I have a value of some mystery type T (for this example, we can assume T is an integral type). I would like to use this value as a template argument in some template function (for this example, the argument to std::integral_constant). The trouble is that T might not be a constant type. If it isn't a constant type, I would like to default to 0 in my template function. If it is constant, however, I would like to use the value itself, since it is known.

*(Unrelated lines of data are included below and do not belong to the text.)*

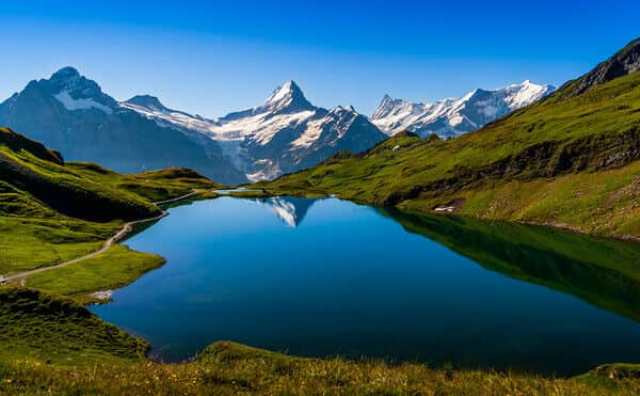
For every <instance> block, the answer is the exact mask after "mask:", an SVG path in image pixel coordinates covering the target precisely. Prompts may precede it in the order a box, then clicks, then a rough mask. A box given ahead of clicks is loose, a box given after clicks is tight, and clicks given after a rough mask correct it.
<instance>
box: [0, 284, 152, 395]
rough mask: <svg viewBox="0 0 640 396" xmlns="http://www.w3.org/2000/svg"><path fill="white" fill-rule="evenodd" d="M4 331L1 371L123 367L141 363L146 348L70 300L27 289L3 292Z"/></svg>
mask: <svg viewBox="0 0 640 396" xmlns="http://www.w3.org/2000/svg"><path fill="white" fill-rule="evenodd" d="M0 328H2V331H1V332H0V362H2V363H1V364H0V367H2V366H4V365H6V364H7V363H8V362H11V361H16V360H21V359H35V360H37V361H40V362H42V363H46V362H49V363H50V364H54V365H61V366H67V365H69V366H75V365H78V364H83V365H84V364H92V363H96V362H117V363H120V364H122V363H123V362H128V361H135V360H140V359H142V358H143V354H144V353H145V351H146V350H147V348H148V345H147V343H146V342H144V341H142V340H140V339H137V338H134V337H131V336H130V335H128V334H127V333H125V332H123V331H122V330H119V329H118V328H116V327H114V326H111V325H109V324H107V323H105V322H103V321H101V320H100V319H98V318H97V317H96V316H94V315H92V314H91V313H90V312H89V311H87V310H86V309H85V308H83V307H82V306H80V305H77V304H76V303H74V302H72V301H70V300H65V299H60V298H54V297H51V296H48V295H46V294H42V293H40V292H37V291H34V290H27V289H13V288H0ZM1 371H2V370H1V369H0V372H1ZM0 393H2V392H0Z"/></svg>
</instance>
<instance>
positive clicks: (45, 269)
mask: <svg viewBox="0 0 640 396" xmlns="http://www.w3.org/2000/svg"><path fill="white" fill-rule="evenodd" d="M197 194H200V192H198V191H192V192H190V193H189V194H185V195H182V196H180V197H177V198H172V199H168V200H166V201H160V202H154V204H156V205H165V204H168V203H173V202H178V201H182V200H184V199H187V198H190V197H193V196H194V195H197ZM167 214H168V213H167V212H166V211H164V210H163V211H162V213H161V214H159V215H158V216H154V217H150V218H148V219H142V220H136V221H130V222H128V223H125V224H124V225H123V226H122V228H121V229H120V230H119V231H118V232H117V233H116V234H115V235H114V236H112V237H111V238H109V239H107V240H106V241H105V242H104V243H103V244H102V247H101V248H100V249H98V250H96V251H95V252H92V253H89V254H87V255H85V256H82V257H77V258H74V259H73V260H69V261H65V262H63V263H60V264H56V265H52V266H49V267H42V268H36V269H34V270H29V271H24V272H18V273H16V274H12V275H9V276H2V275H0V284H2V283H9V282H20V283H21V284H22V285H23V286H24V285H25V280H26V278H28V277H29V276H31V275H33V274H38V273H41V272H46V271H51V270H54V269H57V268H62V267H66V266H68V265H71V264H75V263H78V262H80V261H84V260H88V259H90V258H94V257H96V256H98V255H100V254H102V253H104V252H106V251H107V250H109V248H111V247H112V246H113V245H115V244H116V243H118V242H119V241H121V240H122V239H123V238H124V237H125V236H127V234H129V233H130V232H131V231H132V230H133V227H134V226H136V225H138V224H143V223H149V222H152V221H156V220H160V219H161V218H163V217H165V216H166V215H167Z"/></svg>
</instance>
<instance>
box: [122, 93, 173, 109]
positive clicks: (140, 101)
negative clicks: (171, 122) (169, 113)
mask: <svg viewBox="0 0 640 396" xmlns="http://www.w3.org/2000/svg"><path fill="white" fill-rule="evenodd" d="M124 103H127V104H131V105H136V106H141V107H144V108H147V109H149V110H154V111H166V110H168V109H167V107H166V106H165V105H163V104H162V102H160V99H158V98H157V97H156V96H151V95H136V96H134V97H133V98H131V99H129V100H126V101H125V102H124Z"/></svg>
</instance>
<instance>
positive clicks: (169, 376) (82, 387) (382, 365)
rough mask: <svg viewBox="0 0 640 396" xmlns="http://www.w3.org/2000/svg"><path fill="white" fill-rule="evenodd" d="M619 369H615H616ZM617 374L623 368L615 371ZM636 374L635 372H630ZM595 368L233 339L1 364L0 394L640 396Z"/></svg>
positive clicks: (629, 387)
mask: <svg viewBox="0 0 640 396" xmlns="http://www.w3.org/2000/svg"><path fill="white" fill-rule="evenodd" d="M616 370H617V369H616ZM616 372H618V371H616ZM627 372H628V373H633V368H631V367H628V368H627ZM608 373H609V370H604V369H603V370H596V371H594V372H591V373H589V374H587V375H584V376H581V377H578V378H569V379H550V378H542V377H536V376H528V375H518V374H509V373H497V372H483V371H452V370H435V369H430V368H428V367H426V366H424V365H419V364H412V363H406V364H402V365H396V366H390V365H388V364H385V363H384V362H381V361H361V362H353V361H347V360H343V359H340V358H336V359H303V358H296V357H290V356H287V355H283V354H279V353H274V352H269V351H264V350H260V349H255V348H251V347H247V346H243V345H239V344H235V343H231V342H219V343H216V344H214V345H212V346H210V347H209V348H207V350H205V351H204V352H203V353H202V354H201V356H199V358H198V359H196V360H195V361H193V362H189V363H181V364H159V363H153V362H140V363H135V362H134V363H128V364H126V363H125V364H123V363H98V364H93V365H84V366H78V367H73V368H70V367H58V366H47V365H43V364H42V363H41V362H39V361H37V360H21V361H16V362H12V363H5V364H3V365H0V375H1V376H2V380H0V393H1V392H4V393H7V394H34V395H39V394H42V395H44V394H51V393H53V394H98V395H177V394H180V395H214V394H215V395H255V394H264V395H274V394H283V395H284V394H286V395H333V394H344V395H449V394H451V395H478V394H483V395H491V394H493V395H503V394H510V395H635V394H637V393H638V392H640V382H639V381H638V380H637V379H635V378H634V377H633V376H624V377H615V376H613V377H612V376H609V375H608Z"/></svg>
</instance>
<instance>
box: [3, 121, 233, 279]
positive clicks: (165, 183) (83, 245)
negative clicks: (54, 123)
mask: <svg viewBox="0 0 640 396" xmlns="http://www.w3.org/2000/svg"><path fill="white" fill-rule="evenodd" d="M219 187H221V185H219V184H217V183H214V182H212V181H210V180H208V179H206V178H204V177H202V176H200V175H199V174H197V173H196V172H193V171H191V170H188V169H179V168H172V169H166V170H161V171H154V172H145V173H140V174H131V175H123V174H119V173H115V172H112V171H110V170H107V169H104V168H101V167H99V166H97V165H95V164H89V163H65V162H64V160H63V158H62V157H61V156H60V154H59V153H56V152H54V151H50V150H47V149H46V148H45V147H44V146H42V145H41V144H39V143H37V142H34V141H31V140H29V139H27V138H25V137H23V136H22V135H20V134H18V133H16V132H14V131H12V130H10V129H7V128H0V233H2V235H3V237H2V238H0V251H1V252H2V254H0V275H7V274H11V273H16V272H20V271H24V270H29V269H34V268H39V267H46V266H51V265H54V264H58V263H61V262H64V261H67V260H70V259H73V258H76V257H79V256H83V255H85V254H88V253H90V252H93V251H95V250H97V249H98V248H99V247H100V246H102V244H103V242H104V241H105V240H106V239H108V238H109V237H111V236H112V235H114V234H115V233H116V232H117V230H119V229H120V228H121V227H122V225H123V223H124V222H126V221H130V220H134V219H142V218H149V217H154V216H158V215H159V214H161V213H162V210H161V209H160V208H159V207H158V206H157V205H156V204H154V202H157V201H164V200H167V199H171V198H175V197H179V196H182V195H186V194H189V193H191V192H193V191H194V190H202V191H206V190H211V189H214V188H219ZM120 253H122V252H120ZM130 258H131V259H132V262H135V263H140V262H141V261H146V260H140V257H136V256H134V255H132V256H131V257H130ZM121 259H124V258H123V257H121ZM148 261H149V262H155V261H157V258H156V257H154V256H149V257H148ZM146 267H147V265H146V264H145V265H142V266H141V267H140V268H139V271H144V270H145V268H146ZM134 272H135V271H134ZM120 282H122V280H121V281H120ZM107 283H108V282H107ZM112 283H113V282H112ZM116 283H118V282H116Z"/></svg>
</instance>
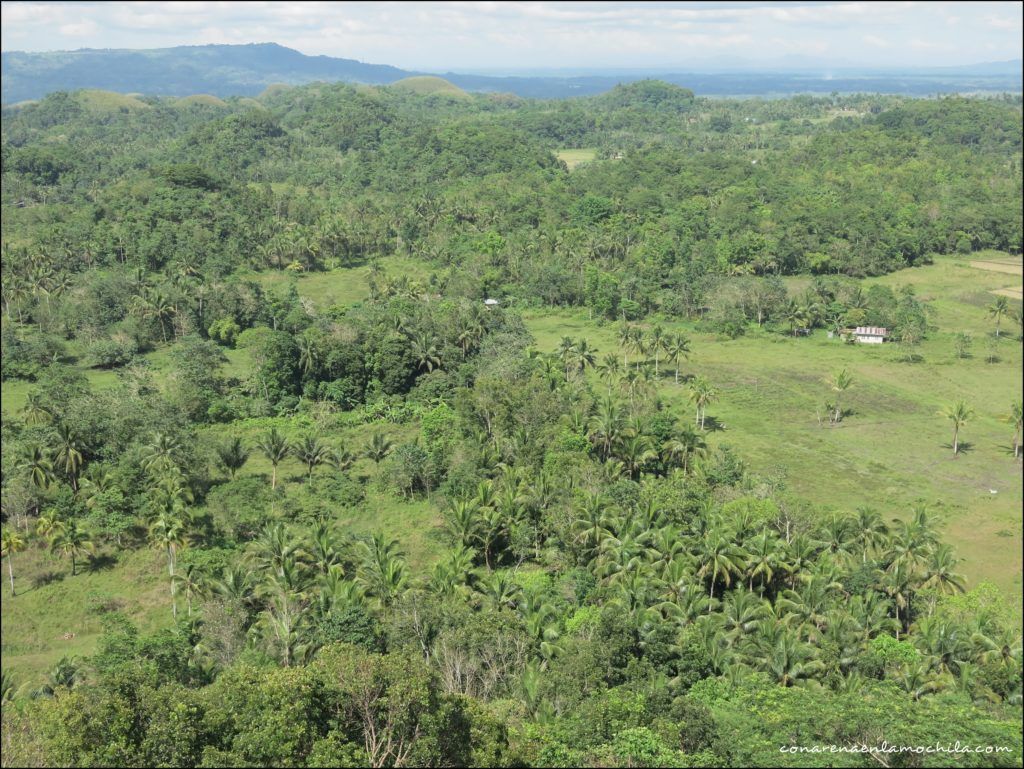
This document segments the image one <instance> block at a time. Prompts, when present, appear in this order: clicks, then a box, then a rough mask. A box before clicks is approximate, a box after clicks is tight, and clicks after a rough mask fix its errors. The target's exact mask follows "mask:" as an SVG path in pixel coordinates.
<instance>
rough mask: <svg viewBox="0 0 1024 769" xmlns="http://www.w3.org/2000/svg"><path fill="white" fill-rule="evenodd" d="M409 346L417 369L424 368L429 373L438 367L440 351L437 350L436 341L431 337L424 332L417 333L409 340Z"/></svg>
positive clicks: (436, 344) (439, 358) (439, 367)
mask: <svg viewBox="0 0 1024 769" xmlns="http://www.w3.org/2000/svg"><path fill="white" fill-rule="evenodd" d="M410 346H411V347H412V350H413V359H415V360H416V366H417V369H418V370H420V371H423V370H424V369H426V370H427V372H428V373H429V372H432V371H433V370H434V369H439V368H440V366H441V358H440V353H439V352H438V351H437V342H436V341H435V340H434V339H433V338H431V337H428V336H427V335H426V334H418V335H417V336H416V337H414V338H413V339H412V340H411V342H410Z"/></svg>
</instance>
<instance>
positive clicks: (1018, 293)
mask: <svg viewBox="0 0 1024 769" xmlns="http://www.w3.org/2000/svg"><path fill="white" fill-rule="evenodd" d="M971 266H972V267H975V268H976V269H987V270H989V271H990V272H1004V273H1006V274H1008V275H1016V276H1017V277H1018V279H1021V277H1024V264H1022V262H1021V257H1019V256H1017V257H1006V258H1001V259H978V260H976V261H973V262H971ZM990 293H992V294H995V295H997V296H1006V297H1009V298H1011V299H1016V300H1017V301H1021V300H1022V299H1024V286H1021V285H1019V286H1007V287H1004V288H999V289H993V290H992V291H991V292H990Z"/></svg>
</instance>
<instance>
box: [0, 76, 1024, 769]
mask: <svg viewBox="0 0 1024 769" xmlns="http://www.w3.org/2000/svg"><path fill="white" fill-rule="evenodd" d="M1021 120H1022V102H1021V97H1020V95H1019V94H1016V95H976V96H956V95H949V96H941V97H932V98H911V97H906V96H897V95H863V94H862V95H841V94H838V93H836V94H831V95H815V96H812V95H795V96H788V97H778V98H768V97H765V98H708V97H702V96H700V95H696V94H694V93H693V92H692V91H691V90H688V89H686V88H683V87H680V86H677V85H670V84H668V83H665V82H659V81H656V80H646V81H638V82H634V83H630V84H625V85H620V86H617V87H615V88H613V89H612V90H610V91H607V92H605V93H602V94H598V95H593V96H586V97H579V98H571V99H551V100H544V99H529V98H523V97H519V96H515V95H512V94H501V93H469V92H466V91H464V90H462V89H460V88H458V87H456V86H455V85H453V84H451V83H447V82H445V81H442V80H440V79H438V78H427V77H417V78H414V79H412V80H411V81H399V82H398V83H396V84H394V85H388V86H368V85H354V84H345V83H335V84H326V83H315V84H311V85H302V86H286V85H278V86H271V87H270V88H267V89H266V91H264V92H263V93H262V94H261V95H259V96H258V97H255V98H254V97H248V96H246V97H240V96H230V97H226V98H221V97H218V96H213V95H208V94H201V95H195V96H187V97H172V96H153V95H147V94H127V93H115V92H113V91H97V90H70V91H69V90H63V91H56V92H53V93H51V94H49V95H47V96H45V97H44V98H41V99H39V100H36V101H31V102H22V103H17V104H11V105H6V106H4V109H3V128H2V161H3V175H2V212H3V236H2V250H3V253H2V255H3V273H2V279H3V281H2V294H3V296H2V306H0V311H2V342H3V354H2V378H3V382H2V388H3V390H2V393H3V420H2V437H3V452H2V470H3V474H2V503H3V506H2V511H3V551H2V554H3V563H2V566H3V578H4V581H3V583H2V587H3V603H2V622H3V625H2V631H3V633H2V651H3V678H2V696H3V710H2V755H3V758H2V761H3V766H5V767H6V766H128V767H135V766H139V767H141V766H165V767H226V766H250V767H272V766H288V767H327V766H351V767H356V766H372V767H410V766H438V767H442V766H495V767H505V766H507V767H531V766H538V767H540V766H550V767H572V766H584V767H721V766H727V767H728V766H736V767H740V766H794V767H806V766H836V767H874V766H879V765H881V766H886V767H940V766H941V767H945V766H976V767H991V766H1008V767H1012V766H1018V767H1019V766H1021V762H1022V726H1021V723H1022V722H1021V719H1022V711H1021V663H1022V651H1021V555H1020V554H1021V516H1020V505H1021V450H1020V442H1021V424H1022V422H1021V420H1022V416H1021V389H1022V386H1021V365H1022V355H1021V339H1022V337H1021V334H1022V331H1021V293H1020V284H1021V245H1022V243H1021V241H1022V224H1021V205H1022V177H1021V133H1022V131H1021ZM864 329H867V330H869V331H870V333H871V334H873V335H874V336H876V337H878V340H877V341H879V342H880V343H874V344H866V343H864V342H863V341H858V330H864ZM865 333H867V332H864V331H860V334H861V336H863V335H864V334H865ZM926 749H927V750H926Z"/></svg>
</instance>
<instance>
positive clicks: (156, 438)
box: [141, 433, 181, 473]
mask: <svg viewBox="0 0 1024 769" xmlns="http://www.w3.org/2000/svg"><path fill="white" fill-rule="evenodd" d="M180 456H181V444H180V443H179V442H178V440H177V438H175V437H173V436H171V435H167V434H166V433H157V434H156V435H154V437H153V441H152V442H151V443H150V444H148V445H147V446H145V448H144V450H143V452H142V463H141V464H142V467H143V468H144V469H145V470H147V471H150V472H154V473H159V472H160V471H162V470H166V469H168V468H172V467H177V466H178V459H179V458H180Z"/></svg>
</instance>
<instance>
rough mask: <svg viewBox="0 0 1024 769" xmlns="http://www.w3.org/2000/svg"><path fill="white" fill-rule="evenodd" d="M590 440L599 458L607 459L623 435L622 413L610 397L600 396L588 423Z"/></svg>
mask: <svg viewBox="0 0 1024 769" xmlns="http://www.w3.org/2000/svg"><path fill="white" fill-rule="evenodd" d="M588 428H589V432H590V440H591V442H592V443H593V444H594V445H595V447H596V448H597V450H598V452H599V453H600V455H601V459H607V458H608V457H609V456H610V455H611V452H612V450H613V448H614V447H615V445H617V444H618V441H620V440H621V439H622V437H623V428H624V425H623V413H622V410H621V409H620V407H618V403H617V402H616V401H615V400H614V399H612V398H602V399H601V401H600V403H599V404H598V407H597V413H596V414H595V415H594V416H593V417H591V418H590V421H589V424H588Z"/></svg>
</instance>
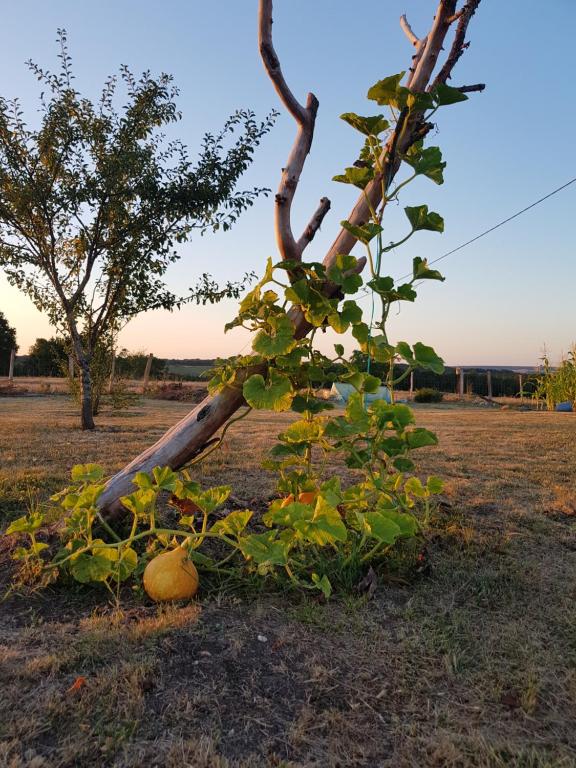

Currently, I have the following (non-compiling) code.

#include <type_traits>

template <typename T>
struct CompileTimeStuff {
    constexpr static int value(T arg) { return 0; }
};

template <typename T>
struct CompileTimeStuff<const T> {
    constexpr static int value(const T arg) { return (int)arg; }
};

template <typename T>
constexpr int magic_function(T arg) {
    return CompileTimeStuff<T>::value(arg);
}

const int cvalue = 7;
int ivalue = 7;

// This should be 7, since cvalue is constant and thus known at compile-time.
typedef std::integral_constant<int, magic_function(cvalue)> type1;
// Since ivalue is non-constant, this should take the default value of 0.
typedef std::integral_constant<int, magic_function(ivalue)> type2;

Unfortunately, g++ gives the following error.

templatestuff.cpp:28:58: error: the value of ‘ivalue’ is not usable in a constant expression
 typedef std::integral_constant<int, magic_function(ivalue)> type2;

The compiler doesn't like ivalue being used as a template argument, even though I never directly use its value in the instantiation.

Answer 1

Yes, you can do this. Using Johannes Schaub's trick, we can do the following:

template<typename T> 
constexpr typename std::remove_reference<T>::type makeprval(T && t) {
  return t;
}

#define constexpr_or_zero(e) (noexcept(makeprval(e)) ? (e) : 0)

const int cvalue = 7;
int ivalue = 7;

using type1 = std::integral_constant<int, constexpr_or_zero(cvalue)>;
using type2 = std::integral_constant<int, constexpr_or_zero(ivalue)>;

Here's a demo.